Empresas que não focarem em ações rumo à responsabilidade social devem passar por problemas. Inclusive, práticas abusivas ou fraudulentas poderão levar a consequências bastante pesadas no mercado financeiro. Enquanto era relativamente normal as empresas terem “compromissos de fachada” nos anos 90, hoje em dia as averiguações – e punições, diretas e indiretas – são muito mais severas. 

 

Além disso, ser sustentável significa diretamente ser mais eficiente: ações sustentáveis auxiliam na redução de custos ao utilizar recursos renováveis, cortam práticas desnecessárias e resultam em colaboradores mais capacitados.

O que define uma empresa como sustentável?

A sustentabilidade é modernamente definida como o conjunto de ações (ESG) mencionado, que engloba temas como tratamento humanizado – que busca melhorar a qualidade de vida dos que estão relacionados à companhia; a redução de práticas que afetam negativamente o meio-ambiente, e o desenvolvimento econômico adjunto a ações afirmativas em prol do natureza. 

 

Em outras palavras: uma empresa sustentável não é aquela que planta uma árvore mas permite práticas abusivas em seu cotidiano, por exemplo. Também não adianta ter uma política empresarial interna funcional, mas utilizar em excesso combustíveis fósseis e emitir muitos gases de efeito-estufa. É a coesão e a união desses fatores que classifica uma empresa como sócio-economicamente e ambientalmente responsável: esses são os pilares do desenvolvimento com sustentabilidade. 

Quais os passos para se adequar ao novo perfil de consumo?

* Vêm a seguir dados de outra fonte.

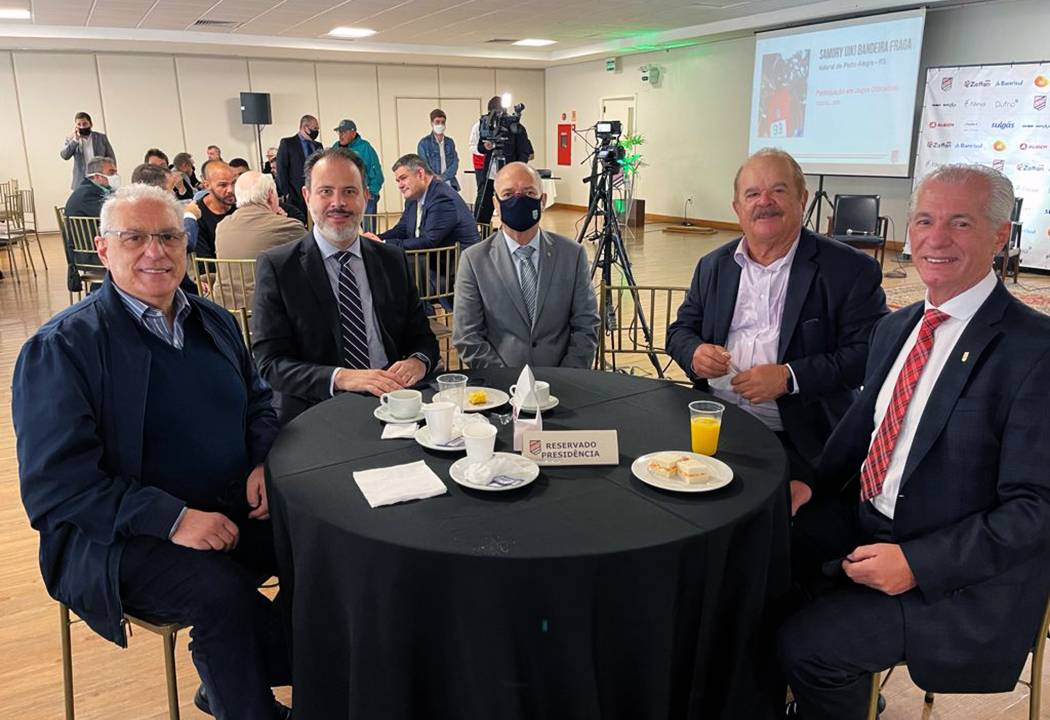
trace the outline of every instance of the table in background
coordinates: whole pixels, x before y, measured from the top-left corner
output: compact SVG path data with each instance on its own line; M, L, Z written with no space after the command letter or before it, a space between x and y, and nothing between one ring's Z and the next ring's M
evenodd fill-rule
M506 389L519 370L476 370ZM545 429L620 432L621 463L544 467L505 492L448 478L463 457L380 440L376 398L299 416L268 461L296 717L511 720L766 717L769 610L789 587L786 460L728 407L728 487L677 493L630 471L689 447L695 390L538 368ZM509 450L510 426L497 450ZM371 509L351 473L425 459L448 494ZM779 698L776 697L779 692Z

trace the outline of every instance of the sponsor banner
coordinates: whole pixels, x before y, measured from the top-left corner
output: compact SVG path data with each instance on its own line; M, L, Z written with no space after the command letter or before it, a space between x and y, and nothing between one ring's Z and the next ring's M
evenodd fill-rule
M915 181L949 163L1004 173L1024 197L1021 264L1050 270L1050 63L927 70Z

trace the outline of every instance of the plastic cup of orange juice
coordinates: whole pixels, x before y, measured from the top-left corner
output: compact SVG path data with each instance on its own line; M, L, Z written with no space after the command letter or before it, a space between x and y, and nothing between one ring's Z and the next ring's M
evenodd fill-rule
M693 438L693 452L713 456L718 450L718 431L726 406L710 400L689 403L689 427Z

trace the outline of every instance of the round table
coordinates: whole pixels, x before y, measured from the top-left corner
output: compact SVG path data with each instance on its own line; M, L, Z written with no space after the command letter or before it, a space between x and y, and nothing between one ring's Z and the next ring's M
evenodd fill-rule
M504 390L518 374L469 373ZM296 717L782 713L770 628L790 583L788 462L776 437L727 407L716 457L733 482L660 490L631 462L689 448L699 393L593 370L536 377L561 401L544 429L616 429L617 466L547 466L522 488L470 490L448 477L462 452L380 440L378 399L352 394L281 432L268 478ZM511 444L502 426L497 450ZM421 459L447 494L372 509L352 478Z

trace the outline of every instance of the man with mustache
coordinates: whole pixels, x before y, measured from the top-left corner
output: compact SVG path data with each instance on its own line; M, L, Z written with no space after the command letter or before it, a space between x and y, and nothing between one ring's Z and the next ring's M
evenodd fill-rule
M253 346L286 423L336 393L408 387L438 364L404 252L359 236L364 177L350 150L312 154L302 196L313 231L258 258Z
M668 352L697 389L777 435L794 514L864 379L872 327L889 311L872 257L802 227L808 193L794 157L759 150L733 190L743 236L700 258Z

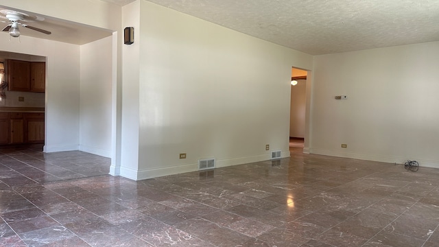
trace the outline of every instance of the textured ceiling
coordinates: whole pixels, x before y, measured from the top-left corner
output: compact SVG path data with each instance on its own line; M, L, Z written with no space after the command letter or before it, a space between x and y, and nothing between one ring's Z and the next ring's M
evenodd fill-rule
M1 30L5 27L9 21L5 17L5 13L9 10L18 11L25 15L36 17L41 19L41 21L21 21L23 24L29 25L37 28L40 28L51 32L47 35L28 28L19 26L21 35L35 38L49 39L71 44L84 45L91 41L97 40L102 38L110 36L110 30L87 26L79 23L60 20L50 16L45 16L20 10L11 9L0 5L0 27Z
M439 40L439 0L148 1L312 55ZM23 34L77 44L110 35L45 18L33 25L52 34Z
M438 0L148 0L318 55L439 40Z

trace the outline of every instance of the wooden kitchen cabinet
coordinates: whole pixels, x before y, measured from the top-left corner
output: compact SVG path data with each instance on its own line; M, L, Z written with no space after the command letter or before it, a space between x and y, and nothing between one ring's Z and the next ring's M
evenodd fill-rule
M0 144L9 143L9 115L0 113Z
M9 91L30 91L30 63L16 60L6 60L6 75Z
M25 113L25 141L44 142L44 113Z
M10 138L12 144L24 143L24 119L21 113L10 113Z
M6 76L9 90L44 93L46 84L46 63L16 60L6 60Z

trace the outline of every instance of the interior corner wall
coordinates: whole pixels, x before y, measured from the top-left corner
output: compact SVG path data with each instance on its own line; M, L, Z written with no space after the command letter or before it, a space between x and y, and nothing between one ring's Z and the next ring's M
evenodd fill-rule
M80 46L80 146L111 156L112 37Z
M142 45L140 36L140 1L122 7L123 27L134 27L134 43L122 45L122 117L121 131L121 165L115 174L139 179L139 56ZM121 37L123 38L123 37Z
M80 47L25 36L10 41L0 33L5 51L41 56L46 61L45 152L78 150L79 143Z
M316 56L311 152L439 167L438 54L433 42Z
M291 67L312 56L140 3L138 178L289 156Z
M307 80L298 80L291 86L289 137L305 138L305 117L307 103Z

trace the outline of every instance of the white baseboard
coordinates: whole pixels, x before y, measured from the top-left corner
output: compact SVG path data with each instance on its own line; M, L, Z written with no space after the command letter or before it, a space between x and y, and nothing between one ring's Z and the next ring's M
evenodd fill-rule
M64 151L78 151L79 150L78 145L45 145L43 148L43 152L64 152Z
M377 155L370 154L361 154L350 152L340 152L318 148L310 149L310 153L314 154L327 155L335 157L356 158L364 161L384 162L389 163L403 164L407 160L415 160L419 163L419 166L424 167L439 168L438 161L425 160L416 157L401 157L386 155Z
M282 152L282 158L289 157L289 151ZM227 160L217 160L215 167L224 167L232 165L246 164L259 161L265 161L270 159L270 154L262 154L250 157L230 158ZM117 174L117 167L114 167L113 171L110 167L110 174ZM141 170L135 170L123 167L120 167L120 176L135 180L140 180L148 178L154 178L164 176L178 174L185 172L196 172L198 170L198 164L185 164L180 165L174 165L167 167L158 167L151 169L144 169ZM117 175L115 175L117 176Z
M117 167L114 165L111 165L110 166L110 172L108 174L111 176L120 176L121 167Z
M111 158L111 152L110 150L96 148L86 145L80 145L79 150L103 157Z

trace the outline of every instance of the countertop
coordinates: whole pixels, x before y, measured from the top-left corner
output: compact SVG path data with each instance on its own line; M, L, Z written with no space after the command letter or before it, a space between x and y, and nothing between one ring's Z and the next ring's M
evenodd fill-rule
M10 107L0 106L0 113L44 113L44 107Z

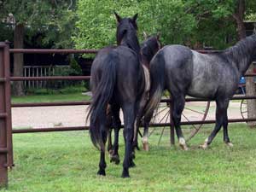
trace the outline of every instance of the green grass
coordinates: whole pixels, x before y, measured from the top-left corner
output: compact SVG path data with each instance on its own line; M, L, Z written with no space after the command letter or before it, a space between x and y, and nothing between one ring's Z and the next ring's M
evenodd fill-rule
M84 87L80 85L55 90L38 89L28 92L28 94L24 96L12 96L12 103L75 102L90 100L90 96L82 95L83 91L84 91Z
M189 151L170 148L167 130L158 146L160 131L154 132L150 151L137 152L128 179L108 155L107 176L96 174L99 152L87 131L14 135L15 166L6 191L255 191L256 130L231 124L234 148L223 143L220 131L210 148L198 148L212 128L203 127ZM123 138L120 143L123 159Z
M90 100L90 96L79 93L52 94L52 95L32 95L25 96L13 96L12 103L18 102L75 102Z

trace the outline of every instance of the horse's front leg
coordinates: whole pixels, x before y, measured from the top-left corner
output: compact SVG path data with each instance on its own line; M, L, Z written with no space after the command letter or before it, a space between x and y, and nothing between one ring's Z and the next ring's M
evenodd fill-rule
M125 143L125 159L123 162L122 177L129 177L129 168L132 161L132 142L134 137L135 108L133 105L126 104L123 108L124 112L124 138Z
M139 149L138 143L137 143L138 130L139 130L141 119L143 116L144 108L148 102L148 91L144 92L140 101L138 114L135 125L135 137L133 139L133 151L134 151L133 153L135 153L136 148ZM149 125L151 117L152 115L149 115L149 117L144 117L144 120L143 120L144 132L143 137L143 149L146 151L148 151L149 148L148 148L148 125Z
M185 106L185 97L182 95L174 95L172 94L172 120L174 123L176 134L178 139L179 146L183 150L188 150L189 148L187 147L186 141L184 139L183 131L180 127L180 121L181 121L181 115L183 111Z
M121 128L119 109L120 108L119 106L113 105L111 107L111 113L113 114L113 126L114 130L114 140L112 148L112 153L110 154L110 162L114 162L116 165L119 164L120 162L119 155L119 135Z
M211 135L205 140L204 144L201 145L202 148L206 149L212 142L217 133L219 131L221 126L224 126L224 140L230 147L232 143L230 142L228 136L228 117L227 117L227 108L229 106L228 99L218 99L216 101L216 124L214 130L212 131Z
M102 115L104 116L104 115ZM102 118L104 119L104 118ZM104 119L102 119L102 122L104 122ZM108 132L106 130L106 125L104 123L101 123L101 128L100 128L100 134L102 138L102 145L101 145L101 157L100 157L100 163L99 163L99 171L97 172L98 175L106 175L105 169L107 167L106 160L105 160L105 144L107 142L107 137L108 137Z

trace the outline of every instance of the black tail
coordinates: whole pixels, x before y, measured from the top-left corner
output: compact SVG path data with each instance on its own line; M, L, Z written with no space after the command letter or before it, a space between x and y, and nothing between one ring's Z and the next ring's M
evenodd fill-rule
M90 133L92 143L99 148L104 146L101 129L106 129L106 122L99 122L106 119L107 105L109 102L116 81L116 63L118 57L114 52L109 53L102 63L100 82L96 87L92 96L92 102L90 107L87 119L90 117ZM91 82L93 84L95 82ZM102 127L102 128L101 128ZM102 128L103 127L103 128ZM102 130L107 131L107 130Z
M151 87L148 102L145 108L145 117L152 114L157 108L165 88L165 61L160 52L150 62L150 78Z

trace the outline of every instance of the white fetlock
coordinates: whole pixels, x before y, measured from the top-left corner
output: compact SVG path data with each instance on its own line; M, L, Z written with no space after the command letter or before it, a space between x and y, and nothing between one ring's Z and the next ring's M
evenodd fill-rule
M205 143L202 145L200 145L199 147L201 148L202 149L207 149L208 148L208 138L205 140Z
M233 148L233 147L234 147L233 143L230 143L230 142L228 142L228 143L226 143L226 145L229 146L230 148Z
M145 151L149 150L149 146L148 146L148 138L143 137L143 149Z
M207 149L208 148L208 144L207 143L205 143L202 145L200 145L199 147L201 148L202 149Z
M148 146L148 143L144 143L143 144L143 149L145 151L149 151L149 146Z
M183 137L178 139L179 146L185 151L189 150L186 141Z

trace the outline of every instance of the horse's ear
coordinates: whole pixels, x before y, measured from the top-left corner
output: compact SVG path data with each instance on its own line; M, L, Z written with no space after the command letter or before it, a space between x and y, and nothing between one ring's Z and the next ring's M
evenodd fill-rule
M159 39L160 39L160 32L157 32L157 33L156 33L156 39L159 40Z
M137 21L137 15L138 15L138 14L136 14L136 15L134 15L134 16L132 17L132 21L133 21L134 23L136 23L136 21Z
M119 23L121 21L122 18L115 11L113 11L113 14L115 15L116 21L118 23Z
M144 38L144 40L146 40L148 38L148 34L145 32L145 31L143 31L143 38Z

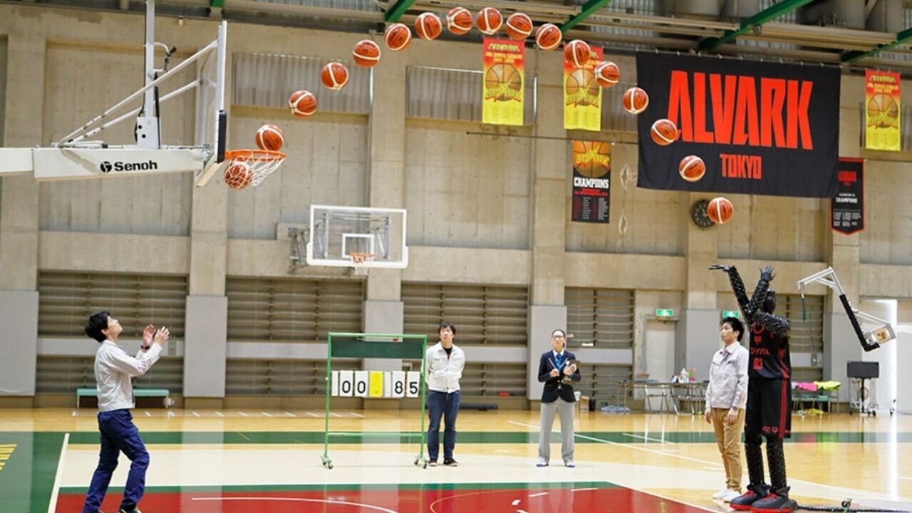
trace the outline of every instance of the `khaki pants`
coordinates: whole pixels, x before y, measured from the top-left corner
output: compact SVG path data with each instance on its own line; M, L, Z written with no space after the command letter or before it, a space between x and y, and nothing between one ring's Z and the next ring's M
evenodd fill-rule
M716 430L716 443L722 455L725 466L725 487L730 490L741 491L741 435L744 431L744 410L738 410L738 418L731 425L725 424L725 408L712 409L712 427Z

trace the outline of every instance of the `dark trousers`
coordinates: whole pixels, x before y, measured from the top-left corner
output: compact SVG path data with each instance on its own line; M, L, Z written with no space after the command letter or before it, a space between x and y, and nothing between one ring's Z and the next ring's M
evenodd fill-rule
M133 424L130 410L114 410L98 414L98 431L101 432L101 454L98 466L92 476L92 484L86 495L82 513L98 513L101 501L108 493L111 475L117 468L118 456L127 455L133 465L130 466L127 487L123 491L120 508L132 511L142 498L146 488L146 469L149 468L149 452L140 439L140 430Z
M452 459L456 445L456 415L459 414L459 391L447 393L428 391L428 458L436 460L440 450L440 417L443 417L443 459Z

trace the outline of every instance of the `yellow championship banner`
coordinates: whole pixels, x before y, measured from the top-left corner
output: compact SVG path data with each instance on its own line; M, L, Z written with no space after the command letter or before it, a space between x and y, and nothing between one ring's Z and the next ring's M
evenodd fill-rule
M582 68L564 61L564 128L602 131L602 88L596 81L596 66L602 48L593 47Z
M868 69L865 73L865 147L898 152L901 123L899 73Z
M522 42L484 38L482 82L482 122L493 125L523 124Z

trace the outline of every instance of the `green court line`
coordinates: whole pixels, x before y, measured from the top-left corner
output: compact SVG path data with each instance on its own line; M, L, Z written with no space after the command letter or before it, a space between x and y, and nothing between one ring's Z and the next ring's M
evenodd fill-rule
M309 492L309 491L383 491L383 490L515 490L543 488L619 488L607 481L576 481L559 483L427 483L406 485L362 485L359 483L332 485L226 485L223 487L147 487L146 493L223 493L223 492ZM61 494L84 494L87 487L61 487ZM122 493L123 487L111 487L108 493Z
M0 471L4 513L47 513L63 433L0 433L16 450Z
M384 444L412 444L409 437L400 436L399 432L389 432L389 436L380 435L383 432L371 432L370 436L345 436L337 439L338 444L355 445L384 445ZM58 434L62 436L62 434ZM715 444L715 434L710 432L679 432L666 433L664 435L656 433L621 432L621 431L581 431L577 434L584 435L576 440L577 444L598 444L601 441L616 444L661 444L670 442L675 444ZM4 434L0 433L0 443L3 443ZM140 433L146 444L322 444L323 433L314 431L300 432L156 432ZM552 434L552 441L558 440L559 433ZM537 444L538 434L531 432L460 432L457 435L460 444ZM893 442L912 443L912 433L846 433L820 432L796 433L786 443L792 444L876 444ZM70 445L97 445L98 434L81 432L70 434Z

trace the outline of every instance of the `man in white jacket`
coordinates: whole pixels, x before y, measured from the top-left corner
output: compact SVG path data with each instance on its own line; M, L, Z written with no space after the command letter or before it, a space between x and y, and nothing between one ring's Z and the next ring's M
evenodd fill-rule
M86 335L100 344L95 353L95 381L98 388L101 453L82 513L98 513L121 452L127 455L132 465L119 511L140 513L137 506L146 487L149 452L130 413L135 406L130 378L145 374L158 361L171 334L167 328L155 330L151 325L146 326L142 331L142 346L134 358L117 343L121 331L120 322L107 311L96 313L86 323Z
M444 417L443 465L456 466L453 447L456 445L456 415L459 414L459 380L465 368L465 354L453 344L456 327L440 322L437 332L440 341L428 349L425 355L428 382L428 458L430 466L437 466L440 452L440 417Z

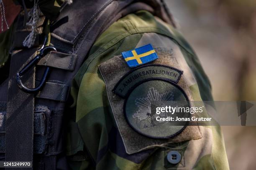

É importante que o quadro societário da empresa se empenhe em práticas que legitimem a responsabilidade sustentável. A adequação a selos que comprovem a redução da emissão de CO₂,inserção de práticas dos protocolos internacionais e políticas afirmativas são exemplos dessas legitimações. Há uma série de atitudes, a maioria simples, que o gestor pode tomar nesse sentido. Algumas delas são: 

 

  • Disseminar a prática do reuso, tanto em sua empresa quanto para seus colaboradores;
  • Incentivar o consumo de produtos e serviços relacionados à economia circular;
  • Utilizar energias renováveis (eólica, solar, biomassa);
  • Promover o consumo consciente de água e energia: trocar lâmpadas por LED, garantir que as máquinas estejam em perfeito estado de funcionamento, utilizar métodos de automação industrial para evitar sobrecargas;
  • Adequar o descarte de resíduos para ser feito de maneira correta, eficiente e limpa (inclusive implementando a coleta seletiva);
  • Evitar produtos poluentes em todos os setores, como limpeza;
  • Conhecer sua pegada ecológica e sua pegada de carbono, e buscar os métodos de redução dos índices;
  • Buscar práticas positivas, como reflorestamento;
  • Impedir completamente maus-tratos a animais;
  • Conscientizar a cadeia de produção sobre práticas inaceitáveis no ambiente de trabalho;
  • Oferecer métodos de higiene e cuidado pessoal a todos que se relacionam com a empresa;
  • Crescer economicamente com responsabilidade, auxiliando projetos sustentáveis;
  • Diminuir drasticamente o consumo de materiais não-recicláveis;
  • Instaurar práticas de incentivo às atividades físicas;
  • Respeite as leis e aja com transparência.